# S-Works road chainset spider, carbon or alloy?



## Rick Draper (Jan 17, 2012)

I am getting a S-Works chainset and I wanted some advice on which spider to choose. Do most people run the alloy or the carbon one? And which in people's opinion is the best one to go for?


----------



## carbonLORD (Aug 2, 2004)

I run the carbon (of course). 177.5 S-Works Matte Finish Crank Arms, 54/39 S-Works Team Chain Rings, and the carbon spider on my 2013 S-Works Venge.


----------



## jsedlak (Jun 17, 2008)

Caron for sure!


----------



## Nismo4x4 (May 6, 2012)

I've ran both the alloy (130bcd) and carbon (110bcd) spiders and have noticed zero difference in regards to stiffness. The only issue many had with the alloy spiders is that they were silver, which Specialized seems to have remedied by painting them black to make it virtually impossible to distinguish the two. Do you need to save maybe 20 grams at most on a spider? Some would argue this, but if money is no object, then you won't need me telling you which is best.

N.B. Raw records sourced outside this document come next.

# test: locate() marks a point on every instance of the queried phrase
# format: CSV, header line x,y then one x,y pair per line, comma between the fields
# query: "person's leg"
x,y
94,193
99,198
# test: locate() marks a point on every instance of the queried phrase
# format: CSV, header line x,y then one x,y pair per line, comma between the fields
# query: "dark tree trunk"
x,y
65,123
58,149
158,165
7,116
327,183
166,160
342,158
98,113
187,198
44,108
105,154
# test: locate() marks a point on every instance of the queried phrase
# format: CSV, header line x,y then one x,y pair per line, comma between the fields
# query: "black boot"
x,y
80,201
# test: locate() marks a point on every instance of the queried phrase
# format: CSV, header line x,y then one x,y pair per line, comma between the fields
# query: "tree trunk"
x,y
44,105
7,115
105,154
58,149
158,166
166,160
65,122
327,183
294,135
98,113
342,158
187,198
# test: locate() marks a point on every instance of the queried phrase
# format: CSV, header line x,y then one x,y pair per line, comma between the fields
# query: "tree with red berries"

P.S.- And this is coming from a racer/weight weenie.


----------



## TheBaron (Jun 5, 2013)

You need to buy crank arms, chain rings and a spider. The 3 together cost £700 with the carbon spider and only £50 less for the alloy spider. For me this was a no brainer, everything else on my bike is carbon so for such a small amount extra why would I not get a carbon spider?


----------



## carbonLORD (Aug 2, 2004)

Nismo4x4 said:


> Specialized seems to have remedied by painting them black to make it virtually impossible to distinguish the two.


Actually Specialized makes two different black alloy versions. 2011 was the year of the more gloss finished black alloy spider. For 2012+ they matted the finish a bit but neither are similar to the matte finish of the carbon spider which matches the matte crank arms and matte finish of certain Specialized frames perfectly.

The attention is in the details.


----------



## 2Slo4U (Feb 12, 2005)

I went with the alloy one. so far, nobody has commented on it nor have I been struck by lightning for committing such a crime against humanity.....


----------